Thursday, June 22, 2006

The persistence of delusion

Go read Billmon's post "Kabul Follies" about how we're managing to lose two wars simultaneously on the same continent. He links to William S. Lind's latest post at Defense and the National Interest:
At present, the bombing is largely tied to the latest Somme-like “Big Push,” Operation Mountain Thrust, in which more than 10,000 U.S.-led troops are trying another failed approach to guerrilla war, the sweep. I have no doubt it would break the Mullah Omar Line, if it existed, which it doesn’t. Even the Brits seem to have drunk the Kool-Aid this time, with the June 19 Washington Times reporting that “British commanders declared for the first time yesterday that their troops were enjoying success in the restive south of Afghanistan after pushing faster than expected into rebel territory.” Should be in Berlin by September, old chap.

For those of you who don't know him, Lind is director of The Free Congress Foundation, a very conservative think tank. Uh, oh.

Lind offers a short refresher course in Guerilla Warfare 101:
• Air power works against you, not for you. It kills lots of people who weren’t your enemy, recruiting their relatives, friends and fellow tribesmen to become your enemies. In this kind of war, bombers are as useful as 42 cm. siege mortars.

• Big, noisy, offensives, launched with lots of warning, achieve nothing. The enemy just goes to ground while you pass on through, and he’s still there when you leave. Big Pushes are the opposite of the “ink blot” strategy, which is the only thing that works, when anything can.

• Putting the Big Push together with lots of bombing in Afghanistan’s Pashtun country means we end up fighting most if not all of the Pashtun.
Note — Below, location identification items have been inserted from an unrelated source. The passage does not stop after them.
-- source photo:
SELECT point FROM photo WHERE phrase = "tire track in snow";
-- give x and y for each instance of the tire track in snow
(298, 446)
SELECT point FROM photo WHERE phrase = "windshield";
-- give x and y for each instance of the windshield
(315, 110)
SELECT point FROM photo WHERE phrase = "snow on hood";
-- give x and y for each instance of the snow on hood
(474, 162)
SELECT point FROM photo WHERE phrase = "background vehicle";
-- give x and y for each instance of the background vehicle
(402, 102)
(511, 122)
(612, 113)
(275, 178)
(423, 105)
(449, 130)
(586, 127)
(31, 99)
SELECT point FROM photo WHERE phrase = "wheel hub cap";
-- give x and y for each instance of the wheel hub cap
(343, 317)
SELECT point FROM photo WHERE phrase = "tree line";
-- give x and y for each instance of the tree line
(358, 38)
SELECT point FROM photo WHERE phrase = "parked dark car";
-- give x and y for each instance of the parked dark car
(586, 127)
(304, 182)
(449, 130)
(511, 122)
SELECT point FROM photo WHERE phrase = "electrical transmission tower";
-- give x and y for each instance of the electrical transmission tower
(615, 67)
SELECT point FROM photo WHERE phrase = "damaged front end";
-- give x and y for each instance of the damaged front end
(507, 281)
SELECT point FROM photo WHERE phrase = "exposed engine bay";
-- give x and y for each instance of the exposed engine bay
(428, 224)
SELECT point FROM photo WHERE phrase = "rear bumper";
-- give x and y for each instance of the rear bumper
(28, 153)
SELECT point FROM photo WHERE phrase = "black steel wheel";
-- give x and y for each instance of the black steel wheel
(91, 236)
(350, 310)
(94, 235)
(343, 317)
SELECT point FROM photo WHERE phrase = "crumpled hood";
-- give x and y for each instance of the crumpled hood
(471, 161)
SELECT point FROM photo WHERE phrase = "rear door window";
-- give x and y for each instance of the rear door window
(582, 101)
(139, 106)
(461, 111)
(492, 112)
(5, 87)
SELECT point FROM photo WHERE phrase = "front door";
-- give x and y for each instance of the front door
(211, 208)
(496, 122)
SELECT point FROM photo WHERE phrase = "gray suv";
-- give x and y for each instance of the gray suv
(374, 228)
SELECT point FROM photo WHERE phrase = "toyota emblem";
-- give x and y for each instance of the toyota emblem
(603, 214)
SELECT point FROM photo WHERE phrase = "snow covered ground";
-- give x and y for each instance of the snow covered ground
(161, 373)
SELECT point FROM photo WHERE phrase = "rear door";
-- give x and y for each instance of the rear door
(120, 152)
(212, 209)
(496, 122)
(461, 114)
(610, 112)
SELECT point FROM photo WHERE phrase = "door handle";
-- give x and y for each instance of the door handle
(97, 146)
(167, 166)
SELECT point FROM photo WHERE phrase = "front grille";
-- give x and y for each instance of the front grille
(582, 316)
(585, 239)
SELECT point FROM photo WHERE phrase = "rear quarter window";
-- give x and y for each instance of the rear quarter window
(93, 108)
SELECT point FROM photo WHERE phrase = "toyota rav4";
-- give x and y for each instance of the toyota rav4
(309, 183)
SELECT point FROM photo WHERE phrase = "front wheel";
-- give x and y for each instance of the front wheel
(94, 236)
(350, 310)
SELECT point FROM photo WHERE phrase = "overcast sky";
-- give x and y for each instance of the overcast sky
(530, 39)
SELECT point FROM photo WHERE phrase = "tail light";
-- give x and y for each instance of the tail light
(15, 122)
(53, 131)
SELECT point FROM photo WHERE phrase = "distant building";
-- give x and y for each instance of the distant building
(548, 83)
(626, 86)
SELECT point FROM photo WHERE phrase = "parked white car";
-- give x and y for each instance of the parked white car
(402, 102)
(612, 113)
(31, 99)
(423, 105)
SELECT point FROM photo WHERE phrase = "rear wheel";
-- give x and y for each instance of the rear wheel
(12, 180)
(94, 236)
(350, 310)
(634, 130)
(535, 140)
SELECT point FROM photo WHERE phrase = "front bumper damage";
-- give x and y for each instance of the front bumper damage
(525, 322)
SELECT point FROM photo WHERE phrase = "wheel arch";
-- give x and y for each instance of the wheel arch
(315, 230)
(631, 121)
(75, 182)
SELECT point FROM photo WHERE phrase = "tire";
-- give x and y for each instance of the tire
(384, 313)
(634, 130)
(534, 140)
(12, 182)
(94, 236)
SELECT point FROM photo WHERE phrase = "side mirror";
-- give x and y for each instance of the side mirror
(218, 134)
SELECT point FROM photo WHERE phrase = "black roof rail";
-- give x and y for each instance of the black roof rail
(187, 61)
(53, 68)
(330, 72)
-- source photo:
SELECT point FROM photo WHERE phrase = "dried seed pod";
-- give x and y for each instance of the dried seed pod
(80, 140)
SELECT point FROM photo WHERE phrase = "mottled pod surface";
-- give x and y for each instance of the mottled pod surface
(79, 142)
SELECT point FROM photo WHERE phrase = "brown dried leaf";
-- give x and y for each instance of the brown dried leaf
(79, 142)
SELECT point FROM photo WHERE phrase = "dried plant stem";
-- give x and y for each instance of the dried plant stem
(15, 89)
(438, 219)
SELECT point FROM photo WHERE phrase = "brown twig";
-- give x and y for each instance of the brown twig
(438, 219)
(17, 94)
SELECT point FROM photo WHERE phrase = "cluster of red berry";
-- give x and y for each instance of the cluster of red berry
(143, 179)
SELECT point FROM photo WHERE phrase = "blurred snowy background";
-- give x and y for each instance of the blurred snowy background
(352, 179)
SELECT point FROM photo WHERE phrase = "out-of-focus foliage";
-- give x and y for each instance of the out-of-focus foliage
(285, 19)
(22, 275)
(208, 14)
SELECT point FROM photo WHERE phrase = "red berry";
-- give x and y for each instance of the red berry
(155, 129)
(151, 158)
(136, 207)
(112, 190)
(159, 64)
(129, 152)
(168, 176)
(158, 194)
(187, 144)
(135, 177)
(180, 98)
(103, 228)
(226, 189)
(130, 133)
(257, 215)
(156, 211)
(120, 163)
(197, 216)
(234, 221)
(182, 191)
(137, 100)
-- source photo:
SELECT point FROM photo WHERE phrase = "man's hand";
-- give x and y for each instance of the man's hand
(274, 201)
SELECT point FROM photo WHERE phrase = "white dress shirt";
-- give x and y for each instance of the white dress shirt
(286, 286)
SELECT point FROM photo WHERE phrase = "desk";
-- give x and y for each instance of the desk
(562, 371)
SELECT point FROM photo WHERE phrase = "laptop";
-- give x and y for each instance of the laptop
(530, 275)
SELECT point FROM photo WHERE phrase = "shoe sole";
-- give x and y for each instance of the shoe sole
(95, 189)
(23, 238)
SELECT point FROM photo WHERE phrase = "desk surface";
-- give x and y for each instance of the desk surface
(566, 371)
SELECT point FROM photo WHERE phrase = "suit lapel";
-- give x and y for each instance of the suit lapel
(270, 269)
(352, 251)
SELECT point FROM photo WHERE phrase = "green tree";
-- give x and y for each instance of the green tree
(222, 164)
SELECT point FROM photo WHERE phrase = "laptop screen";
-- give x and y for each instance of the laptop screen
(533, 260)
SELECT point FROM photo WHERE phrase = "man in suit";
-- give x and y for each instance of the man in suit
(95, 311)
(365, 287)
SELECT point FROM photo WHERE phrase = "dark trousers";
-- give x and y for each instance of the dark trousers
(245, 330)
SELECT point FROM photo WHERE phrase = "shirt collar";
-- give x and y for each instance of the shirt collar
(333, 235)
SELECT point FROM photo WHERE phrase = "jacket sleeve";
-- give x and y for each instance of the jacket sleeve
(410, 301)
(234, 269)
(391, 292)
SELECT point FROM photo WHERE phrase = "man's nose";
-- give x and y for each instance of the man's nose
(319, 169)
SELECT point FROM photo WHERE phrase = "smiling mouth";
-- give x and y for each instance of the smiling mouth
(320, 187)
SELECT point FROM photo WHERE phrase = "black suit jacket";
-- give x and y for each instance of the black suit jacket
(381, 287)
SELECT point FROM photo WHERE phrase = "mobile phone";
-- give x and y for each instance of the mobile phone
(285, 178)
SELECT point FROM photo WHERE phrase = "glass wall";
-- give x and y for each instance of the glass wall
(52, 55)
In Afghan wars, the Pashtun always win in the end.

• Quisling governments fail because they cannot achieve legitimacy.

• You need closure, but your guerilla enemy doesn’t. He not only can fight until Doomsday, he intends to do just that—if not you, then someone else.

• The bigger the operations you have to undertake, the more surely your enemy is winning.

Of course the geniuses at the WH haven't a clue about warfare or any kind, guerilla or not.

Billmon draws the obvious parallel to Vietnam, when US generals would regularly trot out and give glowing reports of the "progress" complete with body counts. (I'm old enough to remember them). I watched "The Fog of War" again this weekend, the excellent, if chilling, documentary about Robert McNamara.

I was struck all over about how history repeats itself, and how stupidity appears to always win out. In LBJ's time, we had a war against "tyranny" and "aggression." These days we have a war against "terror."

The only thing that's changed is the style of uniform the dead soldiers are wearing.

2 comments:

Anonymous said...

"Operation Mountain Thrust"? Can they be even more phallic?

four legs good said...

It would be hilarious if it weren't so tragic.